Coach claimed that a flea market in Fort Lauderdale was a hotbed for knockoffs, including counterfeit Coach products. Coach went after everyone but the electric company, and the court here was somewhat skeptical about the breadth of its claims. The landlord defendants were the owners/lessor of the land on which the flea market operated, and co-owned the flea market. The Swap Shop was the lessee and/or co-operator; other defendants included individual principals of the Swap Shop.
Coach alleged that they all induced, caused, and/or materially contributed to the sale of counterfeits, and that they all had knowledge or were willfully blind to the illegal activities and benefited financially from them. Thus, they were contributorily and vicariously liable.
Coach alleged that its investigator found multiple vendors selling counterfeits at the flea market, and that the police then raided the flea market and arrested six Swap Shop vendors. Coach sent a C&D to the landlord and Swap Shop management defendants, and then a list with all its federally registered marks in order to assist them in policing the flea market. Nonetheless, its investigator again discovered multiple vendors selling counterfeits. It sent another C&D, and another raid followed, including the seizure of more than 3000 counterfeit items. ICE agents visited the flea market’s management office before the raid to tell the defendants about the investigation and the plan to seize counterfeits, but they were told the owner was unavailable because he was taking a nap. Shortly thereafter, law enforcement conducted a second investigation and then a third, and they bought counterfeits from more vendors. Another raid followed, resulting in numerous arrests, including the arrest of two repeat offenders who were operating from the same booth and location where they’d been arrested during the first raid over a year previous. A few months later, there was another seizure.
The defendants moved to dismiss. The court first addressed the contributory trademark infringement claims, which require either intentional inducement of the direct infringer or a continued supply of a product to an infringer with knowledge that the infringer is mislabeling the product. In the flea market context, contributory liability can exist when a defendant supplies the necessary market for the sale of infringing products in substantial quantities and has knowledge of or is willfully blind to the trademark violations. Negligence alone, however, is insufficient.

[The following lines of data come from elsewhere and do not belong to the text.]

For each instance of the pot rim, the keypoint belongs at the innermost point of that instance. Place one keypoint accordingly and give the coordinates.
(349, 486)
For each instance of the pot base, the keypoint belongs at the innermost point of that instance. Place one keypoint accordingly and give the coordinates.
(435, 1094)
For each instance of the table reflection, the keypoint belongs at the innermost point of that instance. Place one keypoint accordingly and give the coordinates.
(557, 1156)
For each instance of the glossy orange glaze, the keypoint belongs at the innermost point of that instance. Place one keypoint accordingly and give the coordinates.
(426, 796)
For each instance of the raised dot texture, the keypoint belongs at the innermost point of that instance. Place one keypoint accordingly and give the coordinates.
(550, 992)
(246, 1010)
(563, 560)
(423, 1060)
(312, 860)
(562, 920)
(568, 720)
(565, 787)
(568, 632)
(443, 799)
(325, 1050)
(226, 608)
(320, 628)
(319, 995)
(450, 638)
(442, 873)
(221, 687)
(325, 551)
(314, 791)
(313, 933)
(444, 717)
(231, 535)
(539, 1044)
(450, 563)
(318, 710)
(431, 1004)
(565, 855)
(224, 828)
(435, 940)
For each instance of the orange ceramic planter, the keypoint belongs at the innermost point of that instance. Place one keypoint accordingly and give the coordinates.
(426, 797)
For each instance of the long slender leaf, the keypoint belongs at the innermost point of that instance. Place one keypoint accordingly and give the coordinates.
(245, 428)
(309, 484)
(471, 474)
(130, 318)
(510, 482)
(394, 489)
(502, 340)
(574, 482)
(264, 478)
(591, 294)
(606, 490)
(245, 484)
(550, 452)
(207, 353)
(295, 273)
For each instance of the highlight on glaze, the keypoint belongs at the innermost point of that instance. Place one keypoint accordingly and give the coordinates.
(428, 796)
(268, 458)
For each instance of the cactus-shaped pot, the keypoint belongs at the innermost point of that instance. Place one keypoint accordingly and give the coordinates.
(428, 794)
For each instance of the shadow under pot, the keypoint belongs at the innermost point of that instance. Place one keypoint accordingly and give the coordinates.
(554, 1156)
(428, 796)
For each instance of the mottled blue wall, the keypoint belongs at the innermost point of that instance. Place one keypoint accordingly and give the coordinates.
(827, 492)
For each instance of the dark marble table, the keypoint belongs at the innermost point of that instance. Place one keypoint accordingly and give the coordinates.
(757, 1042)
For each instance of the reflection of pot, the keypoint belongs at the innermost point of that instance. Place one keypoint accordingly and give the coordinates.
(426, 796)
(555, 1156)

While flea market operators are appropriate targets, “an owner of property where the flea market is located, that leases the property to a separate entity that operates the flea market and rents space to a vendor, is not liable for contributory trademark infringement by virtue of its ownership, if it is not also the flea market operator.” Property ownership alone doesn’t establish sufficient control over infringing sales. Thus, the contributory infringement claim against the land owner defendants failed. But the complaint stated a claim against the Swap Shop management and principal defendants. “[W]hile Defendants may not have had a duty to police its vendors for unknown violations, the alleged facts make it plausible that the Swap Shop Management and Principal Defendants were willfully blind to the violations, or had actual knowledge of them.”
As for vicarious infringement, in trademark it requires apparent or actual partnership/joint ownership or control over the infringing product. The complaint failed to allege that kind of partnership or control. The copyright standard is lower (and shouldn’t be since the justifications are exactly the same, but the doctrine got stuck that way) and inapplicable to trademark infringement. So the claim was dismissed as against all defendants.
The court accepted a claim for contributory trademark dilution, though, against the non-lessor defendants.
As for contributory copyright infringement, Coach alleged that the defendants were liable because they provided the site and facilities for known infringing activity and failed to take any action to prevent that infringing activity. The court found this claim properly alleged against the Swap Shop management and principal defendants, but not against the lessor defendants.
Turning to vicarious copyright infringement, it occurs when a defendant directly benefits financially from infringement and has the right and ability to supervise the infringing activity. Again, this was sufficiently alleged against the non-lessor defendants. The direct financial interest came from rents from vendors, including those selling fake Coach products, along with parking/concession fees “fueled in large part by the draw created by the widespread availability of fake Coach products at the Flea Market.” (Can Coach prove that it’s Coach counterfeits specifically that create the draw, not others, even if it can allege it to survive a motion to dismiss?) However, the financial benefit to the landowners was only indirect, and also they didn’t operate and manage the flea market and therefore couldn’t be alleged to supervise and control the infringing activity.